How I'm Building an AI for Analytics Service

cover
23 May 2024

In this article I want to share my experience with developing an AI service for a web analytics platform, called Swetrix.

My aim was to develop a machine learning model that would predict future website traffic based on the data displayed on the following screenshot

Figure 1 - The project

The end goal is to have a clear vision for the customer of what traffic will appear on their website in the future, thereby allowing them to get better insights and enhance business planning in general.

2. Requirements and Architecture

During the planning there was a decision made to proceed with Microservice Architecture with RabbitMQ message broker for communication between AI and API services.

Figure 2 - Architecture

First of all, we need to gather data with an hourly cron task into a separate database.

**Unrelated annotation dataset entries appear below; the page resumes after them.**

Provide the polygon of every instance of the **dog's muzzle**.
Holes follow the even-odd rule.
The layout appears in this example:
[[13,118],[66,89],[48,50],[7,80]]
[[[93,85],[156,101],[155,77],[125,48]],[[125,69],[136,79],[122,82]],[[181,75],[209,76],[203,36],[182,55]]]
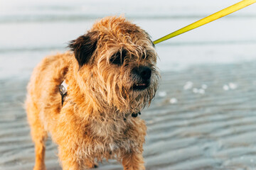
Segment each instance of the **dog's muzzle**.
[[144,90],[150,85],[150,78],[151,76],[151,69],[145,66],[140,66],[132,69],[132,74],[135,79],[133,86],[134,90]]

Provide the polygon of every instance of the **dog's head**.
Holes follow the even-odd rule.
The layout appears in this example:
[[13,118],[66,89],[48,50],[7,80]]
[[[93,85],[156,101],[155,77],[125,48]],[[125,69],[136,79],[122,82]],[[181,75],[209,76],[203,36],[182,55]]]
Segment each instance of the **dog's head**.
[[85,93],[101,107],[135,112],[150,103],[159,85],[157,55],[144,30],[123,17],[107,17],[69,47]]

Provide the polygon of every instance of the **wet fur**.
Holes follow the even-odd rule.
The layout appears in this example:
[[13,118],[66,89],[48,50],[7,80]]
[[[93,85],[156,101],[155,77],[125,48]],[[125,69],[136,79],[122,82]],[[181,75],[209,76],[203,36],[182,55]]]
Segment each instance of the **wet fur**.
[[[124,169],[144,169],[145,122],[132,117],[149,105],[159,84],[156,53],[148,34],[122,17],[107,17],[71,41],[70,51],[49,56],[35,68],[28,85],[28,120],[35,142],[35,170],[46,169],[45,141],[49,132],[58,145],[63,169],[95,166],[116,159]],[[111,57],[126,51],[122,65]],[[146,66],[150,86],[132,87],[139,78],[132,69]],[[63,106],[58,86],[65,80]]]

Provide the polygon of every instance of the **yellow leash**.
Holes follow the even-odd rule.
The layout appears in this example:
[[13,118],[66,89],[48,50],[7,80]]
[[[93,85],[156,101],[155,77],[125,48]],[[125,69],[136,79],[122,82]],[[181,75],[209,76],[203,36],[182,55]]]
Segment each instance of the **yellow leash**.
[[184,28],[182,28],[181,29],[179,29],[174,33],[171,33],[164,37],[162,37],[162,38],[154,41],[153,42],[154,42],[154,44],[159,43],[162,41],[166,40],[169,38],[174,38],[180,34],[184,33],[191,30],[193,30],[198,27],[202,26],[206,23],[210,23],[210,22],[215,21],[221,17],[228,16],[228,15],[230,14],[231,13],[235,12],[235,11],[237,11],[241,8],[243,8],[247,6],[250,6],[255,2],[256,2],[256,0],[243,0],[240,2],[238,2],[238,4],[230,6],[225,9],[223,9],[223,10],[221,10],[218,12],[216,12],[210,16],[208,16],[203,19],[201,19],[193,23],[191,23],[191,25],[188,25]]

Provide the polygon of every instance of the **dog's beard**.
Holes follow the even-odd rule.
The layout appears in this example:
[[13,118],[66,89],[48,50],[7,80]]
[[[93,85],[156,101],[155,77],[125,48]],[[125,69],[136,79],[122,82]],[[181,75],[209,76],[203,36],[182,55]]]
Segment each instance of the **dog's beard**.
[[[115,105],[117,109],[127,113],[139,112],[145,106],[149,106],[159,86],[157,72],[152,74],[150,81],[141,86],[139,85],[144,82],[140,83],[139,81],[131,78],[131,76],[129,77],[129,79],[122,80],[121,83],[117,84],[115,88],[113,88],[113,91],[115,91],[114,98],[117,99],[113,100],[115,101],[114,106],[118,103]],[[139,88],[134,88],[137,84]]]

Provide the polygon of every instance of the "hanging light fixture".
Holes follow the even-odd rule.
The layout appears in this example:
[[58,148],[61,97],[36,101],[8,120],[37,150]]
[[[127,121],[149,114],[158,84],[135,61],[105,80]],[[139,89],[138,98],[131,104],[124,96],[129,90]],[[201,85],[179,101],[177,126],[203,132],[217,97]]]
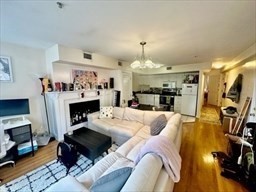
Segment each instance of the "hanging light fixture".
[[162,67],[162,64],[155,64],[153,63],[149,58],[146,58],[145,53],[144,53],[144,45],[146,45],[145,41],[140,42],[142,46],[142,54],[140,58],[136,58],[136,60],[131,64],[131,68],[136,69],[145,69],[145,68],[159,68]]

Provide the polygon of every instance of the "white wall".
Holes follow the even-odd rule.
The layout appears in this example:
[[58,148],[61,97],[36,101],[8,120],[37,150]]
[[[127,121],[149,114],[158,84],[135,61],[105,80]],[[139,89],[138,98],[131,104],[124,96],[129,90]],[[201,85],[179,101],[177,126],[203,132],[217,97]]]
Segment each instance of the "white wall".
[[12,83],[0,82],[0,98],[29,98],[28,119],[32,122],[32,129],[44,126],[44,103],[38,79],[40,75],[46,74],[44,50],[1,42],[0,54],[11,58],[13,73]]
[[133,74],[133,91],[140,91],[140,85],[150,85],[150,87],[162,87],[163,81],[176,81],[176,87],[182,88],[182,83],[188,74],[198,75],[199,72],[191,73],[169,73],[169,74]]
[[[239,101],[239,103],[234,103],[230,99],[223,99],[222,106],[234,106],[234,107],[237,107],[238,112],[240,112],[243,107],[246,97],[253,96],[253,91],[254,91],[255,82],[256,82],[256,80],[255,80],[256,65],[255,64],[253,66],[242,65],[242,66],[236,67],[236,68],[226,72],[225,80],[227,82],[227,89],[226,89],[227,92],[230,89],[230,87],[232,86],[232,84],[234,83],[238,74],[243,75],[240,101]],[[250,108],[250,111],[252,110],[252,108],[256,107],[255,100],[252,102],[251,105],[252,105],[252,107]],[[249,113],[251,113],[251,112],[249,112]]]
[[53,76],[55,81],[64,82],[64,83],[73,83],[73,79],[71,77],[72,69],[96,71],[98,73],[98,83],[104,79],[105,82],[108,82],[108,86],[109,86],[109,78],[112,77],[110,75],[111,70],[109,69],[88,67],[88,66],[75,65],[75,64],[53,63]]

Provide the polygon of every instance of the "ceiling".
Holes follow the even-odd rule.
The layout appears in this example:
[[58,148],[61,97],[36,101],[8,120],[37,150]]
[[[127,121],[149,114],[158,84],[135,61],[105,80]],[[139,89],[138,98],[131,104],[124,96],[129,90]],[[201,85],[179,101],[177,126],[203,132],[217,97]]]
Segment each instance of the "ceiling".
[[256,42],[256,1],[0,0],[3,42],[54,44],[166,66],[229,62]]

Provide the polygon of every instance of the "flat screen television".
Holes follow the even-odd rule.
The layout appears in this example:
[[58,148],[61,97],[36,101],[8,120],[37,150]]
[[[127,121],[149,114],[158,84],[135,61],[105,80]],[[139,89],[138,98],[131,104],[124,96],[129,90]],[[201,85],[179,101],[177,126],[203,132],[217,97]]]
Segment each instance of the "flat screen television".
[[29,99],[0,99],[0,117],[28,114]]

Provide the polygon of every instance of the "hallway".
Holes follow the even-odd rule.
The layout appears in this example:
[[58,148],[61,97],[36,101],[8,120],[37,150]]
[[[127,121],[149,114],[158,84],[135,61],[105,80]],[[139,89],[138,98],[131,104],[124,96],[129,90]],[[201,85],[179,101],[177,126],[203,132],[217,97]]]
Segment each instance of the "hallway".
[[[203,110],[214,111],[215,118],[209,121],[218,121],[218,108],[204,106]],[[183,123],[181,180],[175,184],[174,192],[247,192],[239,182],[220,175],[221,167],[211,152],[226,153],[228,142],[220,124],[205,122],[204,111],[203,118],[196,119],[195,123]]]

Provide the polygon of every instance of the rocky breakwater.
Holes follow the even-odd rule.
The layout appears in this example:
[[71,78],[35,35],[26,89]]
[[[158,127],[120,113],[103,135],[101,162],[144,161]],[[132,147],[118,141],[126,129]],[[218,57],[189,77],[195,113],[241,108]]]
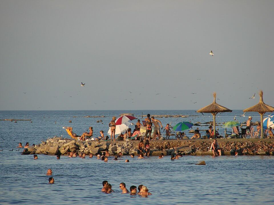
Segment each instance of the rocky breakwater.
[[[218,143],[224,155],[274,155],[274,140],[272,139],[218,139]],[[106,149],[112,155],[121,152],[124,155],[136,154],[139,141],[109,141],[82,142],[72,139],[55,137],[34,147],[24,150],[22,154],[56,155],[68,154],[70,152],[86,154],[101,154]],[[165,155],[176,153],[184,155],[211,155],[209,150],[212,140],[170,140],[151,141],[150,155]]]

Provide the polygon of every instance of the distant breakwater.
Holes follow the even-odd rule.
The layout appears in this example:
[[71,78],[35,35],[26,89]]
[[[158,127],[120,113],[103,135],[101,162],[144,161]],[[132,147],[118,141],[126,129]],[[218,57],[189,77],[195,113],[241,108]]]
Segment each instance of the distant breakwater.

We decided to choose a ClickHouse, since the original data from websites on Swetrix is stored in it. Details about the format will be covered during the next sections.

RabbitMQ was chosen as a message broker due to its simplicity and we need to establish a communication between AI and API services. Let’s breakdown everything and check the main logic

Swetrix-API Service:

  • Gathers data statistics hourly via Cron Task and sends raw data to the AI service.
  • Inserts and receives pre-processed data from ClickHouse.

Swetrix-AI Service:

  • Processes the raw data and selected preferences (interval and subcategory) for forecasting.
  • Converts the forecast data into JSON format and sends it back to the API service via RabbitMQ.

Swetrix-AI service will be using NestJs framework for the backend side and Python scripts for data pre-processing and model predictions.

3. Preprocessing

We gather the following data about projects into an analytics table. Figure 3 - Raw Data in the DBYou have already seen the rendered version of this data in the first section of the article.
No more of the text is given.